Dear list,
I am trying to give a small company access to their contact database via webinterface. Long story short, 'carddavmate' was the only webclient I could convince to even show the addressbook (even though its not parsing the 'n' attribute correctly, apparently because of too many trailing ';'-characters in the field). But here's the problem: its a tiny server and a rather large addressbook (~4000 contacts, 7,5MB XML data) and it takes a long time to initially load the resource - once processed it works fine. To load it in the first place I had to increase 'max_execution_time' in php.ini for DAViCal and 'timeOut' in carddavmate (both latest versions). But even then its fetching the complete addressbook which takes a long time and then jquery is parsing it, which takes another 30 seconds or so and meanwhile renders the complete browser useless (most of the time it apparently spends in the 'insertContact' function (can't reproduce this now but earlier I got 'vcardUnescapeValue' as the most time consuming function which makes more sense and seems to be the more accurate result)). Every other client I tried just timed out.

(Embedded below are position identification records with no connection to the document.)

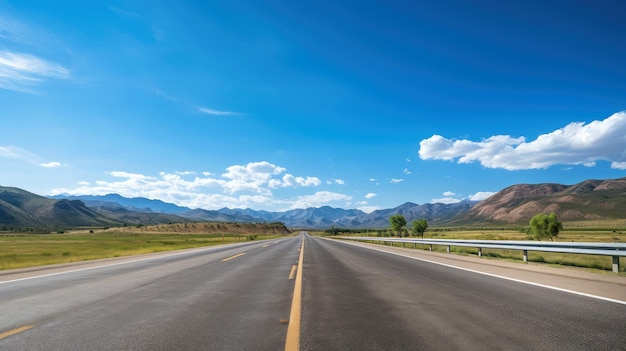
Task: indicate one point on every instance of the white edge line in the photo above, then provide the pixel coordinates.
(497, 276)
(111, 265)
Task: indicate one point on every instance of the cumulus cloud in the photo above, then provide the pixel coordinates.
(319, 199)
(449, 198)
(446, 200)
(481, 195)
(367, 208)
(240, 186)
(575, 144)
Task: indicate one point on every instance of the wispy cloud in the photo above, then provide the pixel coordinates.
(575, 144)
(209, 111)
(318, 199)
(19, 72)
(17, 153)
(240, 186)
(13, 30)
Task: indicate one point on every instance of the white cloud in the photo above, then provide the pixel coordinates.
(575, 144)
(209, 111)
(481, 195)
(446, 200)
(50, 164)
(367, 208)
(20, 71)
(319, 199)
(241, 186)
(17, 153)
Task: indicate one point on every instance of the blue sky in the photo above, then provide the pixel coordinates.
(276, 105)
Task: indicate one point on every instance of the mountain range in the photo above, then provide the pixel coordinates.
(588, 200)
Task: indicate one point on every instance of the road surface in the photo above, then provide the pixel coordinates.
(241, 297)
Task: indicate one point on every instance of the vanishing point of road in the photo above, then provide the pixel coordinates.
(308, 293)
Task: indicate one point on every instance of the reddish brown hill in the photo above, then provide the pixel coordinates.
(590, 199)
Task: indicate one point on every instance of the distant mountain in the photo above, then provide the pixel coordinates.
(126, 216)
(590, 199)
(326, 217)
(19, 208)
(435, 214)
(138, 204)
(219, 216)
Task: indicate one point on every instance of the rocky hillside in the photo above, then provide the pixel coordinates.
(588, 200)
(19, 208)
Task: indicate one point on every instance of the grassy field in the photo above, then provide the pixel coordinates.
(28, 250)
(582, 232)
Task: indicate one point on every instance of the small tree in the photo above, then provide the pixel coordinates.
(397, 222)
(419, 227)
(545, 226)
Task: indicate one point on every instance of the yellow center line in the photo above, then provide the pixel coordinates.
(231, 257)
(15, 331)
(292, 274)
(293, 330)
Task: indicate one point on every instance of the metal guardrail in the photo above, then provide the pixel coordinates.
(615, 250)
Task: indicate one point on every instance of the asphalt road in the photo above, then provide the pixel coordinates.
(239, 297)
(192, 301)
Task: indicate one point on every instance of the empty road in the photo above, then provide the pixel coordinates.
(240, 297)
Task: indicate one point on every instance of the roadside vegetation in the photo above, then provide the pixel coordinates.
(19, 250)
(542, 227)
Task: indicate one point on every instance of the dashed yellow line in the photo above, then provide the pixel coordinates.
(231, 257)
(15, 331)
(293, 330)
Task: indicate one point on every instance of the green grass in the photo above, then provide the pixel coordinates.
(579, 233)
(28, 250)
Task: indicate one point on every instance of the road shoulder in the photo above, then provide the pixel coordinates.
(575, 280)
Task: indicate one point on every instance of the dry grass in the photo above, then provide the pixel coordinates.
(19, 250)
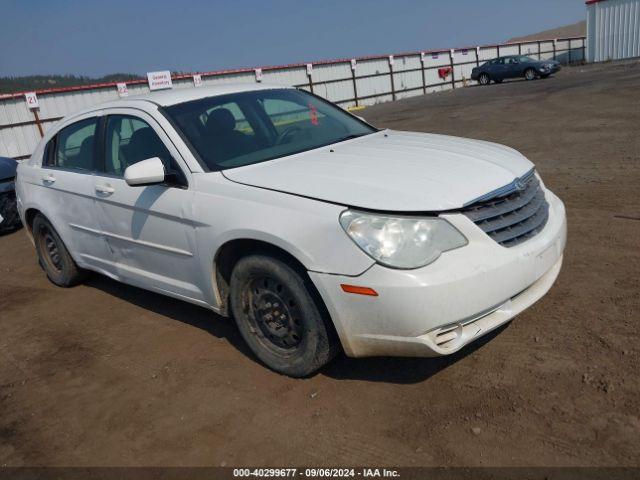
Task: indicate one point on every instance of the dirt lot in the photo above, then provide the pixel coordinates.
(105, 374)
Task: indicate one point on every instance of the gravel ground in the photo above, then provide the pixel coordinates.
(106, 374)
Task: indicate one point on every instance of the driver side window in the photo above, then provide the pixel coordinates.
(130, 140)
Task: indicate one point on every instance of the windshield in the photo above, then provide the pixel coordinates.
(229, 131)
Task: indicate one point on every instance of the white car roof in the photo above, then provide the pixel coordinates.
(177, 95)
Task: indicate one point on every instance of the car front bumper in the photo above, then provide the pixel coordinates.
(437, 309)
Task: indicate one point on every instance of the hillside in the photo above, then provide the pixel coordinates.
(39, 82)
(578, 29)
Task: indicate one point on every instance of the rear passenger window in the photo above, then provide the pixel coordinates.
(75, 146)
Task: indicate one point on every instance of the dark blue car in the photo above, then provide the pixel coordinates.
(514, 66)
(9, 218)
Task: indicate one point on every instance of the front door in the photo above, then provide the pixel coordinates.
(150, 230)
(66, 179)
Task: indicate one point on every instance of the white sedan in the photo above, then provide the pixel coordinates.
(313, 229)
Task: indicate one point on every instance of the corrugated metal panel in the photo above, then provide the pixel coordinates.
(413, 74)
(613, 30)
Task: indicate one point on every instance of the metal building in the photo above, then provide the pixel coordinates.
(613, 29)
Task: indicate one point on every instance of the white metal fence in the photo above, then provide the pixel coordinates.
(347, 82)
(613, 30)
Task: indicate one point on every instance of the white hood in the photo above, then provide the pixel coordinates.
(392, 171)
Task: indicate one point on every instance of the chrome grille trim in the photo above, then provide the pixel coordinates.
(514, 217)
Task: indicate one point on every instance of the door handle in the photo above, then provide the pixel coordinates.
(105, 189)
(48, 179)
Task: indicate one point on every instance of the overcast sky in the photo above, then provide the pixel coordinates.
(98, 37)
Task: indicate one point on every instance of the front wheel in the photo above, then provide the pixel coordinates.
(278, 317)
(484, 79)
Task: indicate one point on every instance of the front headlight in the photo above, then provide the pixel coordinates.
(401, 241)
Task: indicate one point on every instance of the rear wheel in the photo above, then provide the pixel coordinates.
(54, 256)
(278, 317)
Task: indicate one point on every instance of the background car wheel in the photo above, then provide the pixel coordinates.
(54, 256)
(279, 318)
(9, 212)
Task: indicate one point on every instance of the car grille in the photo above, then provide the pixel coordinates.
(511, 215)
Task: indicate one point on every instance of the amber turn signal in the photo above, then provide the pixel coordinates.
(359, 290)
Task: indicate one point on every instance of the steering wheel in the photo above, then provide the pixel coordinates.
(287, 133)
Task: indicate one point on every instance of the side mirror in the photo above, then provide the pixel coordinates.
(146, 172)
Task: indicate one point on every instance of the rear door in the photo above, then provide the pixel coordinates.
(66, 181)
(150, 230)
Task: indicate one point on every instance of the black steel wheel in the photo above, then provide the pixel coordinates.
(272, 308)
(53, 254)
(278, 315)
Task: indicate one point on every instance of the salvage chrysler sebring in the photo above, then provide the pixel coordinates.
(310, 227)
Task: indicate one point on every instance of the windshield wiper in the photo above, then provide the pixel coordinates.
(350, 137)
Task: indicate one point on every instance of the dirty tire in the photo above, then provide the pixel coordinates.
(278, 317)
(9, 212)
(53, 255)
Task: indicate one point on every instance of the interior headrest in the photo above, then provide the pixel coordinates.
(221, 119)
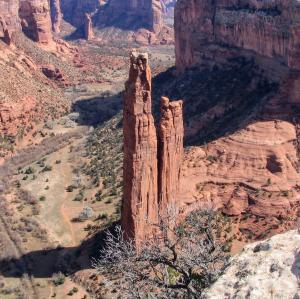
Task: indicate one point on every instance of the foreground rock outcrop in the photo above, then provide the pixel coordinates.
(215, 30)
(269, 269)
(152, 165)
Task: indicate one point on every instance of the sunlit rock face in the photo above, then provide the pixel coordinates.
(267, 269)
(35, 20)
(152, 157)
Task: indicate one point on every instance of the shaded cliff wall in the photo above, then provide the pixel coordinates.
(207, 30)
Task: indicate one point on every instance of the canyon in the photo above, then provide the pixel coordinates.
(152, 164)
(231, 143)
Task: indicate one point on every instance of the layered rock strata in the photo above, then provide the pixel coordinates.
(140, 152)
(6, 33)
(88, 28)
(56, 15)
(131, 14)
(152, 165)
(74, 10)
(35, 20)
(170, 153)
(212, 30)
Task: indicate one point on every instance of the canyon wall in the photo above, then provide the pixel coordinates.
(209, 30)
(152, 164)
(131, 14)
(36, 20)
(56, 15)
(140, 151)
(88, 27)
(74, 10)
(33, 16)
(170, 153)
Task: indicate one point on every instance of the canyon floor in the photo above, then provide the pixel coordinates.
(63, 186)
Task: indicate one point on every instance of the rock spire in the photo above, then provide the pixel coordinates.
(140, 151)
(170, 152)
(88, 27)
(151, 164)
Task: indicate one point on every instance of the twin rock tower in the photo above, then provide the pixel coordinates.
(152, 156)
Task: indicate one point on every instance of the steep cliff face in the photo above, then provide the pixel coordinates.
(133, 15)
(209, 30)
(56, 15)
(35, 20)
(170, 153)
(140, 152)
(88, 27)
(152, 165)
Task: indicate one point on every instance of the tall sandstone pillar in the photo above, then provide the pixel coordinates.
(140, 203)
(170, 155)
(56, 15)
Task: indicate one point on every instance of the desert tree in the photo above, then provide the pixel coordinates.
(180, 261)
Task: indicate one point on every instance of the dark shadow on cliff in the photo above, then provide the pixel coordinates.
(217, 101)
(44, 263)
(96, 111)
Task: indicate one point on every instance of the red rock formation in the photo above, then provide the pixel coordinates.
(53, 73)
(170, 153)
(36, 21)
(88, 27)
(213, 30)
(74, 10)
(140, 152)
(56, 15)
(151, 184)
(6, 33)
(131, 14)
(9, 11)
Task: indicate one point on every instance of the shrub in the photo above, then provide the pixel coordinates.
(58, 279)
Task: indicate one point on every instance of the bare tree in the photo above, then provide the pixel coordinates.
(181, 261)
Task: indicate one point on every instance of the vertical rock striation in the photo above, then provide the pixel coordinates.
(56, 15)
(208, 30)
(88, 28)
(152, 166)
(170, 153)
(74, 10)
(140, 152)
(6, 33)
(35, 20)
(133, 15)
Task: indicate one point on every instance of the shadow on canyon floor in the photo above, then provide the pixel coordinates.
(44, 263)
(96, 111)
(223, 100)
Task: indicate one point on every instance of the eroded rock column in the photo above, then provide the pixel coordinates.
(56, 15)
(88, 27)
(140, 203)
(170, 155)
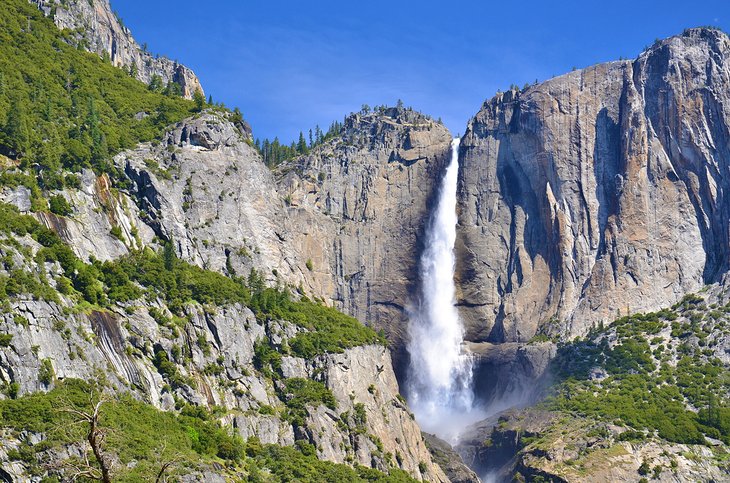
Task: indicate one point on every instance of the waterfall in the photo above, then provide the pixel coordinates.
(440, 374)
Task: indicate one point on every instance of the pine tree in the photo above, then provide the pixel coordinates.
(301, 146)
(199, 100)
(17, 129)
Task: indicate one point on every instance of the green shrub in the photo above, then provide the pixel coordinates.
(299, 393)
(5, 340)
(59, 206)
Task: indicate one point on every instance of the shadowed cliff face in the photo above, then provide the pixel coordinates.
(596, 193)
(343, 222)
(357, 210)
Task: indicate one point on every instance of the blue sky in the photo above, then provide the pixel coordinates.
(291, 65)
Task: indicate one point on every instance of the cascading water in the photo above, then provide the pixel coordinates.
(440, 373)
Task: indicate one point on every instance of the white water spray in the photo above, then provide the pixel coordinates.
(440, 373)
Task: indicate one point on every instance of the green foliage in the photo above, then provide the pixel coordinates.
(5, 340)
(46, 374)
(288, 464)
(138, 432)
(199, 101)
(275, 153)
(178, 282)
(641, 391)
(169, 370)
(299, 393)
(63, 107)
(327, 330)
(59, 206)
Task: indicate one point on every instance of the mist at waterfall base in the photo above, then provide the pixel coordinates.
(439, 384)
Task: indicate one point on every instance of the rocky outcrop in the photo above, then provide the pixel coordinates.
(205, 188)
(522, 445)
(597, 193)
(357, 208)
(342, 222)
(214, 356)
(100, 30)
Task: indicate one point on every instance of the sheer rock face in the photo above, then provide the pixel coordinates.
(205, 188)
(596, 193)
(357, 208)
(342, 222)
(123, 345)
(103, 33)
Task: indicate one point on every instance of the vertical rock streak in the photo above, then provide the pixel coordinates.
(440, 374)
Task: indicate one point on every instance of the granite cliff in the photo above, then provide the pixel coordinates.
(596, 194)
(98, 29)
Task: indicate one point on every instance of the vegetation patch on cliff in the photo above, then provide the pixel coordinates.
(658, 373)
(137, 442)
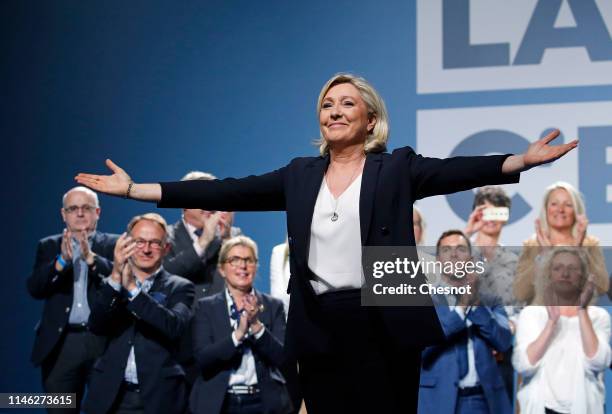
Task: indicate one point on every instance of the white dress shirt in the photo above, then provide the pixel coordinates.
(335, 246)
(246, 373)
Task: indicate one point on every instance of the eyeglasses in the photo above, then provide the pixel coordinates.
(237, 261)
(155, 244)
(573, 270)
(455, 249)
(85, 209)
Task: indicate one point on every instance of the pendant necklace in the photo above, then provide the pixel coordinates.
(334, 217)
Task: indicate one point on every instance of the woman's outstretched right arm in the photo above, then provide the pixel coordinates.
(120, 184)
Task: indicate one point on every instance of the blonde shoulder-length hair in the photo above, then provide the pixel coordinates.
(376, 141)
(542, 282)
(575, 196)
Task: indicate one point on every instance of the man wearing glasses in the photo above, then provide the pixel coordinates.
(195, 242)
(67, 273)
(145, 311)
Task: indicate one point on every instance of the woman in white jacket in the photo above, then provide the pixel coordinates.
(562, 349)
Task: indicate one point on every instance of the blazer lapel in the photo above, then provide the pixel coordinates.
(182, 237)
(159, 282)
(369, 180)
(313, 177)
(222, 318)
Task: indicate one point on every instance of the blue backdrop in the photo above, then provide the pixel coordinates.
(167, 87)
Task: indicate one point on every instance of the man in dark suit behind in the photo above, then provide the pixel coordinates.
(144, 310)
(67, 273)
(195, 241)
(461, 375)
(238, 341)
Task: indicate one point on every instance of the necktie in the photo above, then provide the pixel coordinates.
(461, 349)
(79, 313)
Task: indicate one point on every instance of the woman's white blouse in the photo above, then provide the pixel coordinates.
(564, 379)
(335, 246)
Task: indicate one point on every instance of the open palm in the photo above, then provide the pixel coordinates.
(115, 184)
(540, 152)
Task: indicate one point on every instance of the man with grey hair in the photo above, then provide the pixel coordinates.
(67, 273)
(195, 242)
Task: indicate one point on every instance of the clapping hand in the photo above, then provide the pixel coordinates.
(587, 292)
(581, 225)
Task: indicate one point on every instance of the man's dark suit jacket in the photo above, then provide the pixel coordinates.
(56, 288)
(183, 260)
(216, 355)
(390, 184)
(153, 323)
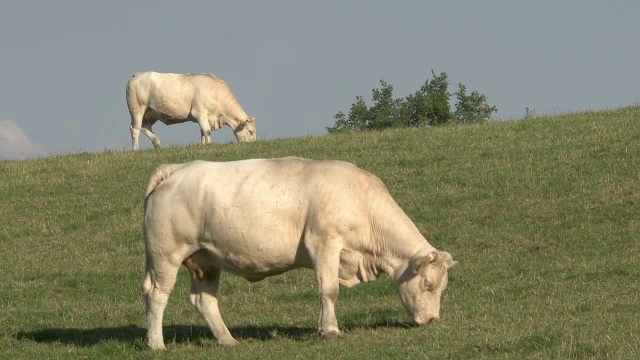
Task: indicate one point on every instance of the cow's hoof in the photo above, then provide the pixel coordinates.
(156, 346)
(228, 342)
(334, 334)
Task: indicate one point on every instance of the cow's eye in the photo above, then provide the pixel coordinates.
(427, 285)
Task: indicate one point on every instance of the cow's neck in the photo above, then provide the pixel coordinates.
(233, 117)
(402, 241)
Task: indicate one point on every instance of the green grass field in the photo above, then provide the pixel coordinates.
(543, 215)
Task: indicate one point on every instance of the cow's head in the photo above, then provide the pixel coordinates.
(421, 284)
(246, 130)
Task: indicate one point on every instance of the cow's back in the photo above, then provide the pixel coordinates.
(262, 208)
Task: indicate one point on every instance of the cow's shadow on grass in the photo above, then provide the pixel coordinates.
(135, 335)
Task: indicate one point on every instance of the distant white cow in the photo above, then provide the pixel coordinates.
(177, 98)
(258, 218)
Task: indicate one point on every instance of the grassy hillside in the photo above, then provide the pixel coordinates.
(542, 214)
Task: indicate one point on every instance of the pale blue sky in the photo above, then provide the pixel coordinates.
(294, 64)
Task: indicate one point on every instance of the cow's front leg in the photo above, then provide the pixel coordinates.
(205, 128)
(326, 265)
(204, 289)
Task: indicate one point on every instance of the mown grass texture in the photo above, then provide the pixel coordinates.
(542, 214)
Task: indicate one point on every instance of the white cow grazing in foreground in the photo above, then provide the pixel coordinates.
(177, 98)
(261, 217)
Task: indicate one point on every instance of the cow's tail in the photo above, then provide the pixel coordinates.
(158, 176)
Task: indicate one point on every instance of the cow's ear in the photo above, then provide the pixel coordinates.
(422, 261)
(448, 261)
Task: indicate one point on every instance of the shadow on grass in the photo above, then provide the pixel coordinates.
(135, 335)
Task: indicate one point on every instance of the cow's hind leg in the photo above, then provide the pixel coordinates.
(326, 263)
(157, 286)
(136, 124)
(147, 123)
(202, 118)
(204, 288)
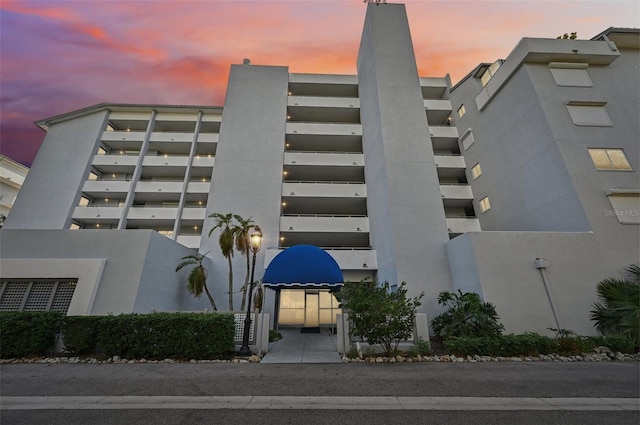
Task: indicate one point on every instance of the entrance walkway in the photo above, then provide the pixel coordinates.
(297, 347)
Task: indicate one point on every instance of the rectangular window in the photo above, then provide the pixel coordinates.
(570, 74)
(37, 295)
(626, 207)
(467, 139)
(485, 205)
(589, 114)
(609, 159)
(476, 171)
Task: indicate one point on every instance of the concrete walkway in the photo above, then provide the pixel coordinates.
(297, 347)
(315, 403)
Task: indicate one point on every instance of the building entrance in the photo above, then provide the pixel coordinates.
(307, 308)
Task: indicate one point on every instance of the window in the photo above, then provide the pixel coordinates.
(461, 111)
(467, 139)
(626, 206)
(485, 205)
(609, 159)
(589, 114)
(476, 171)
(37, 295)
(570, 74)
(488, 72)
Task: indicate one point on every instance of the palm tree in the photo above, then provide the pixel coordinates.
(243, 244)
(197, 279)
(619, 311)
(224, 222)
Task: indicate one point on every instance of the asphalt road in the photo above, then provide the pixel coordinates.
(493, 381)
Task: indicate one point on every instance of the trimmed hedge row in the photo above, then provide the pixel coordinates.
(151, 336)
(532, 344)
(25, 334)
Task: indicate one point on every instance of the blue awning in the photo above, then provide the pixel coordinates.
(303, 266)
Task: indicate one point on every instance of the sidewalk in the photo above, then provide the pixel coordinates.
(297, 347)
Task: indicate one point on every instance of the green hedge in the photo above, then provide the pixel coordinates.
(532, 344)
(28, 334)
(151, 336)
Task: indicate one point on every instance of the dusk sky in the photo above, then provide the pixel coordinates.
(58, 56)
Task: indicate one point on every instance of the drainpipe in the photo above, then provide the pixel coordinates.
(542, 264)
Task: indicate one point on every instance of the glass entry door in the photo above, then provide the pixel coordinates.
(312, 311)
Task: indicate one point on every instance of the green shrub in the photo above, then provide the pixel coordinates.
(615, 343)
(25, 334)
(80, 334)
(378, 314)
(420, 347)
(466, 316)
(528, 344)
(167, 335)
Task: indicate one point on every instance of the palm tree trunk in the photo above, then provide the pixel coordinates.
(230, 283)
(213, 303)
(246, 284)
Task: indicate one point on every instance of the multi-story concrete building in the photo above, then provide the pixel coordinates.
(519, 183)
(12, 176)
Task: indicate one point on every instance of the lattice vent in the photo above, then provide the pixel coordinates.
(13, 295)
(62, 298)
(39, 296)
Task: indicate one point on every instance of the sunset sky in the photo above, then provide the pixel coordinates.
(58, 56)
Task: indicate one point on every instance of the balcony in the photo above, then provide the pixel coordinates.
(203, 161)
(152, 213)
(322, 223)
(169, 161)
(458, 225)
(123, 136)
(325, 189)
(444, 137)
(324, 158)
(115, 163)
(100, 188)
(456, 191)
(159, 186)
(97, 213)
(194, 214)
(190, 241)
(323, 129)
(438, 111)
(198, 187)
(433, 87)
(171, 137)
(347, 259)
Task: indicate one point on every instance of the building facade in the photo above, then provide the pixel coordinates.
(498, 185)
(12, 176)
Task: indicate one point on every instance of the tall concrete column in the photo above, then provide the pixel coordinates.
(247, 176)
(406, 216)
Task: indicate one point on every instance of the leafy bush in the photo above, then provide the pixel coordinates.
(379, 315)
(528, 344)
(466, 316)
(420, 347)
(618, 312)
(80, 334)
(152, 336)
(25, 334)
(615, 343)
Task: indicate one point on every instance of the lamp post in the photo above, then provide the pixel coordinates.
(256, 241)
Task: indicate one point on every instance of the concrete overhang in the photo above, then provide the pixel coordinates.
(122, 107)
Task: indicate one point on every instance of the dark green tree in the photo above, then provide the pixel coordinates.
(243, 245)
(226, 240)
(618, 311)
(466, 316)
(197, 279)
(379, 315)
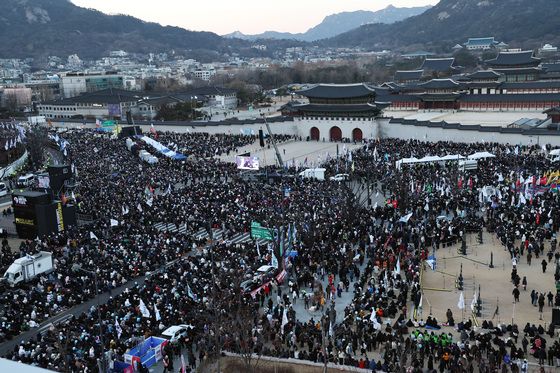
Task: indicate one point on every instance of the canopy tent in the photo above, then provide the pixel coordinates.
(162, 149)
(406, 161)
(481, 155)
(453, 157)
(429, 159)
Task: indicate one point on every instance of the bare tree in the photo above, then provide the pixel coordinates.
(37, 141)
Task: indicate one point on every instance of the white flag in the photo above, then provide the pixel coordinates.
(473, 303)
(191, 294)
(144, 310)
(461, 303)
(118, 328)
(156, 311)
(397, 267)
(183, 365)
(284, 319)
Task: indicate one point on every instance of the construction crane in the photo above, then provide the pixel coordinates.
(278, 156)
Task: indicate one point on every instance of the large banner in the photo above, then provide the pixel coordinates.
(247, 163)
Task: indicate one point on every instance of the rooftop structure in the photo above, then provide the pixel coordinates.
(480, 43)
(514, 60)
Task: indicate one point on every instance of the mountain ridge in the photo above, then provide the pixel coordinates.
(518, 22)
(338, 23)
(32, 28)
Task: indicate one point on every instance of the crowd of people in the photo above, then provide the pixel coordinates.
(343, 247)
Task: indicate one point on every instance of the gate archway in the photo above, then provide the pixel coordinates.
(315, 134)
(357, 134)
(335, 134)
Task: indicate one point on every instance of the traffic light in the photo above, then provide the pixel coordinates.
(261, 138)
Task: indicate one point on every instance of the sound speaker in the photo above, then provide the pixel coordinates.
(556, 316)
(261, 138)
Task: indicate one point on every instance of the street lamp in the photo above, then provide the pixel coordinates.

The server has a 1,2GHz Dual Core ARM processor and 2GB of RAM. It takes approximately 40s to prepare the data - during this period the 'apache -k start' process that serves the REPORT request consumes one core's complete CPU on the server (no visible load from PostgreSQL..?) - then another 10s to send it and then another 30s for parsing it in the browser (see http://gorilla-computing.de/misc/carddavmate.png for a graphical impression). Is that to be expected? Its not that much data after all (even though its compressed and encrypted and these aren't literally strengths of the ARM). Or must it be, somehow, corrupted data that makes the queries / the parsing take so long? Its a rather ugly outlook import and a lot of invalid stuff has accumulated in several fields (especially the note field is a constant nightmare).
On the client side: could it be the unnecessary semicolons and the note fields that keep 'vcardUnescapeValue' so terribly busy? And if yes, is there an easy way of changing all contacts directly via psql? Or maybe first: are there any drawbacks in modifying faulty fields directly in the database?
And finally, I know caldavzap supports "interval synchronization" for querying only the relevant time frame of information from the server and indeed calendar sync works fine even though the calendar database is even bigger. Is there anything like that for carddav queries? Like, only import the first hundred contacts and when the user scrolls down or searches a contact parse the next fifty and so on?
Thanks a lot and sorry for the essay!